Display two Column from SQL using GetQuery

dbGetQuery(con, '
SELECT Most_recent_Movies_Rating.SCORE, Most_recent_Movies_Rating.TITLE
FROM Most_recent_Movies_Rating
JOIN (SELECT SCORE, TITLE as opponent from Most_recent_Movies_Rating) B
ON Most_recent_Movies_Rating.SCORE = b.SCORE
ORDER BY Most_recent_Movies_Rating.SCORE DESC
           
           ')

SELECT Most_recent_Movies_Rating.SCORE, Most_recent_Movies_Rating.TITLE
FROM Most_recent_Movies_Rating
JOIN (SELECT SCORE, TITLE as opponent from Most_recent_Movies_Rating) B
ON Most_recent_Movies_Rating.SCORE = b.SCORE
ORDER BY Most_recent_Movies_Rating.SCORE DESC

Creative SQL Query from dplyr


Most_recent_Movies_Rating.db = tbl(con, "Most_recent_Movies_Rating")

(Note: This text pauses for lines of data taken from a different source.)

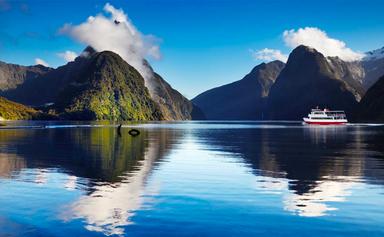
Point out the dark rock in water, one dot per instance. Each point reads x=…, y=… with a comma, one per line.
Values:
x=307, y=81
x=241, y=100
x=371, y=107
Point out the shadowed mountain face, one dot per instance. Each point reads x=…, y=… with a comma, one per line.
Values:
x=13, y=111
x=371, y=107
x=308, y=80
x=244, y=99
x=373, y=65
x=106, y=88
x=100, y=86
x=173, y=105
x=12, y=75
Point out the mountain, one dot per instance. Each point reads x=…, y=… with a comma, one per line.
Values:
x=309, y=80
x=47, y=88
x=241, y=100
x=173, y=105
x=12, y=75
x=350, y=72
x=103, y=86
x=13, y=111
x=373, y=65
x=371, y=107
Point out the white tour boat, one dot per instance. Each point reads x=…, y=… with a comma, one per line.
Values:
x=326, y=117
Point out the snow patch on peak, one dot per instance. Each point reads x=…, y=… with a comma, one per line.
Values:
x=374, y=54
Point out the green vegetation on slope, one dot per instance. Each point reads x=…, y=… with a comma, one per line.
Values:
x=107, y=88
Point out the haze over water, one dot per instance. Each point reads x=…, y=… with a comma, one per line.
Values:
x=192, y=179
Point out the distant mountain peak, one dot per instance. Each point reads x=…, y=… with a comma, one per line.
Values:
x=88, y=51
x=374, y=54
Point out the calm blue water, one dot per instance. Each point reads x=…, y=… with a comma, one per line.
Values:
x=191, y=179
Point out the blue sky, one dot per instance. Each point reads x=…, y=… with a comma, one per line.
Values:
x=203, y=44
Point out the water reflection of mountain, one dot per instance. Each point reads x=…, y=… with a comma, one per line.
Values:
x=316, y=164
x=97, y=153
x=117, y=167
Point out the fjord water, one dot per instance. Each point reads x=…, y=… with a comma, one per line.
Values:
x=192, y=179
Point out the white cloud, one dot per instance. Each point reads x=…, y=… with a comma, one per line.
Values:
x=269, y=55
x=68, y=56
x=318, y=39
x=39, y=61
x=118, y=34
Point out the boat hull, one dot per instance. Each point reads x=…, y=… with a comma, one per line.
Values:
x=325, y=122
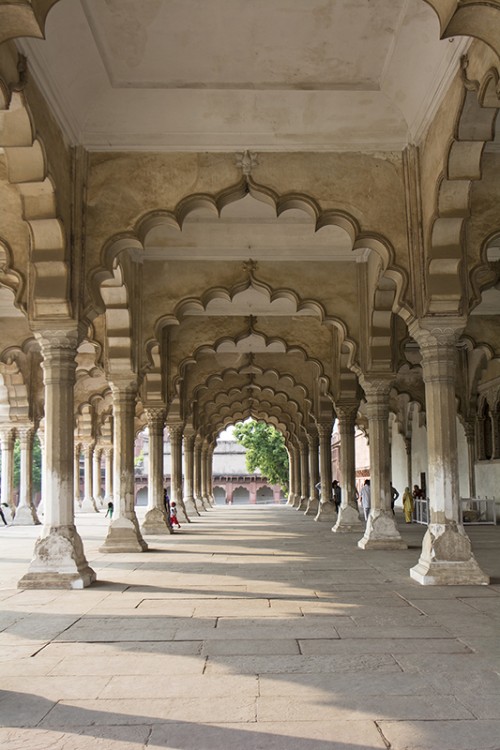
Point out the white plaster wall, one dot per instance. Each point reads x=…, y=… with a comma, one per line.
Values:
x=399, y=464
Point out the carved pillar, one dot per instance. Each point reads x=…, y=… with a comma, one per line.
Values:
x=381, y=531
x=313, y=501
x=58, y=560
x=446, y=556
x=88, y=503
x=205, y=473
x=124, y=534
x=470, y=434
x=291, y=496
x=155, y=520
x=304, y=475
x=96, y=477
x=26, y=513
x=348, y=517
x=176, y=431
x=8, y=439
x=189, y=500
x=326, y=509
x=108, y=475
x=295, y=455
x=210, y=459
x=409, y=482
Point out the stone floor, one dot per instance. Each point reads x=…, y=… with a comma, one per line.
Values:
x=253, y=628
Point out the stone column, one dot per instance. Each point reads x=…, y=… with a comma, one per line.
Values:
x=96, y=477
x=205, y=472
x=304, y=475
x=155, y=520
x=210, y=460
x=108, y=475
x=197, y=471
x=291, y=494
x=381, y=531
x=26, y=513
x=175, y=431
x=8, y=439
x=313, y=502
x=189, y=501
x=348, y=517
x=326, y=509
x=409, y=481
x=88, y=503
x=295, y=455
x=76, y=476
x=446, y=556
x=58, y=560
x=124, y=534
x=470, y=434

Most_recent_Movies_Rating_query <- Most_recent_Movies_Rating.db %>%
select(SCORE, TITLE, MAIN_GENRE) %>%
left_join(Most_recent_Movies_Rating.db %>% select(MAIN_GENRE, SCORE = TITLE))

Most_recent_Movies_Rating_query %>% show_query()

SQL QUERY from Dplyr


SELECT
  `Most_recent_Movies_Rating_LHS`.`SCORE` AS `SCORE`,
  `Most_recent_Movies_Rating_LHS`.`TITLE` AS `TITLE`,
  `Most_recent_Movies_Rating_LHS`.`MAIN_GENRE` AS `MAIN_GENRE`
FROM `Most_recent_Movies_Rating` AS `Most_recent_Movies_Rating_LHS`
LEFT JOIN `Most_recent_Movies_Rating` AS `Most_recent_Movies_Rating_RHS`
  ON (
    `Most_recent_Movies_Rating_LHS`.`SCORE` = `Most_recent_Movies_Rating_RHS`.`TITLE` AND
    `Most_recent_Movies_Rating_LHS`.`MAIN_GENRE` = `Most_recent_Movies_Rating_RHS`.`MAIN_GENRE`
  )
Displaying records 1 - 10
SCORE TITLE MAIN_GENRE
4.6 Orion and The Dark Comedy/Adventure
4.5 The BeeKeeper Action/Thriller
2.8 Night Swim Horror
3.5 Lift Comedy/Action
3.3 Justice League: Crisis on Infinite Earth Part One Animation
3.1 The Bricklayer Action/Thriller
3.0 Badland Hunters Action
3.8 Mean Girls Musical/Comedy
3.9 Role Play Action/Thriller
4.0 The Tiger’s Apprentice Action/Adventure

Conclusion

For this lab I took data from a survey that I conducted and inserted it in R build in SQL database. Base on the rating we can that Orion and the Dark have the highest rating followed by the BeeKeeper then The Tiger’s Apprentice.